El barrio apócrifo: tenis y flow sospechoso.

 

El barrio es como la familia y esta crece rápidamente -de hecho su población es cada vez más joven según la ONE– en el coexiste un barrio marginado, sin sus derechos más básicos y un barrio imaginario, como un guetto caricaturizado… en todos los casos se le violenta y se le evita la mirada, tal y como leemos últimamente en la prensa.

Sin un acercamiento a la noción más básica sobre dinámicas culturales urbanas y juveniles, el artículo “Los tenis: una pieza de “estatus” barrial”, publica un perfil sospechoso de investigación.

19576048_10207391683869592_1828738904_nEn su primer párrafo, comienza y concluye que: “Para muchos jóvenes que están inmersos en el bajo mundo de la delincuencia, los tenis de marca, gorras y otros atuendos de altos precios constituyen un símbolo de estatus frente al resto, lo que ha puesto en alerta a los investigadores de este fenómeno social”.

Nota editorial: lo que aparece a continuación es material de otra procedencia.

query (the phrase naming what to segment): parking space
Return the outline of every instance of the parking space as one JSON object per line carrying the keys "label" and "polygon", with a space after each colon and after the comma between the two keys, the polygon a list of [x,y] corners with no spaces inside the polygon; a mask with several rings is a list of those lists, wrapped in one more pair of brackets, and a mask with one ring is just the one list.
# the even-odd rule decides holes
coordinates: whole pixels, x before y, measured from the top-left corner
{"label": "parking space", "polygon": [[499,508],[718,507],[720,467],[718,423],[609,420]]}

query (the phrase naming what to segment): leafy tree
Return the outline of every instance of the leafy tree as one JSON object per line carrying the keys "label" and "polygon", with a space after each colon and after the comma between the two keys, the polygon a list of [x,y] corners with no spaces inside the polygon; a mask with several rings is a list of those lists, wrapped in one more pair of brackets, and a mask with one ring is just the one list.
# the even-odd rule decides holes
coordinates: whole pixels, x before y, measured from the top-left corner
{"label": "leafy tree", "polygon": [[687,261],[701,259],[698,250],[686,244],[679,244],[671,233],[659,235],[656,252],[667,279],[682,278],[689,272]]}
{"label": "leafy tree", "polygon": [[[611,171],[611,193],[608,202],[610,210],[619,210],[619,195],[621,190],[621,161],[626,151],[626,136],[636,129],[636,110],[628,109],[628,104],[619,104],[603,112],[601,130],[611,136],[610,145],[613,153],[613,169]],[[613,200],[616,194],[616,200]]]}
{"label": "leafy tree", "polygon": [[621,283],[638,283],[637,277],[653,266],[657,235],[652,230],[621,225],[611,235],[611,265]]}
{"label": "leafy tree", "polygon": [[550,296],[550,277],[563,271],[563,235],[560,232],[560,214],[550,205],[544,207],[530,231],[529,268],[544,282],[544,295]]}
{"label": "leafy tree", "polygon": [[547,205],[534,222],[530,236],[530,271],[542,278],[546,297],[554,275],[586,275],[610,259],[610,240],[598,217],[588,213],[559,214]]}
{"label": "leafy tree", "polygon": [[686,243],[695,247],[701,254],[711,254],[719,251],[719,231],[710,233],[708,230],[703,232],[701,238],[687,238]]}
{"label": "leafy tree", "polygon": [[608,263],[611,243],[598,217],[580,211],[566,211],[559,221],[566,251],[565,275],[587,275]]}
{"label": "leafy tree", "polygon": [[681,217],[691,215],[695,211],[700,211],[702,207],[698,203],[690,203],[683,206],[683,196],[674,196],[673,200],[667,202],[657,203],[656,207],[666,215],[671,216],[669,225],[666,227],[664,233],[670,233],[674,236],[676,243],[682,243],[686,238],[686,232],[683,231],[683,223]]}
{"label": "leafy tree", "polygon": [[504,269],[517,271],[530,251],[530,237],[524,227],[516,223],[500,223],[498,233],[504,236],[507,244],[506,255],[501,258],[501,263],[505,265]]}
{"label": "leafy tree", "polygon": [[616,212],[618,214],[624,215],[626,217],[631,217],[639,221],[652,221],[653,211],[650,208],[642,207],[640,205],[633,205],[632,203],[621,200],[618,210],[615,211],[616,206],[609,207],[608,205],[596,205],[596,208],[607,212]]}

Pero ¿Cómo se asume esa relación entre delincuencia y preferencia de algunos jóvenes a usar ciertas marcas de tenis? Para eso tendríamos que hacer una aproximación al tema desde la sociología dominicana y la antropología urbana; pero leamos de nuevo y subrayemos junto a “el seguimiento de las agencias policiales al comportamiento de estos jóvenes”  puesto que de ser así tendríamos una perspectiva muy diferente de la cuestión.

Veamos, si quitáramos lo subrayado podríamos entender que se está refiriendo a una clase de joven que prefiere estas tendencias al vestir, o en este caso de calzar; de hecho, este joven podría ser de cualquier clase social, ya en el país al igual que en muchas partes del mundo, esta tendencia de moda urbana ya no exclusiva de un guetto y es parte de la cultura hip hop y su relevancia a escala global .

Otra lectura “sospechosa” es la forma cómo sugiere que estos jóvenes pueden comprar sus tenis de preferencia, cuando en ninguna parte refiere que estas marcas también se pueden adquirir en un mall o en tiendas de sectores muy exclusivos del país, como si quedara sobreentendido que se trata de comercios de barrio donde compran jóvenes pobres y delincuentes.

Lo que la lógica cultural nos dice es otra cosa, estos códigos de vestimenta juveniles lo que más bien evidencia es una apropiación de ciertos modos culturales, especialmente de la comunidad afroamericana y la cultura hip hop de los Estados Unidos; las razones por las cuales en nuestro país existan segmentos de la población que se sienten identificados con esta cultura pueden ser varias, que van desde la correspondencia ancestral entre comunidades afrodescencientes en el caso de los barrios más marginados de la ciudad (y de mayor población afrodominicana), hasta la importancia de la diáspora; el mayor acceso a internet y medios de comunicación son factores condicionantes para entender el caso local como referente de la industria de la moda y la globalización.

Pero vamos a dejarlo hasta aquí por ahora, porque esto no se trata de “la pinta” ni de como lo pintan.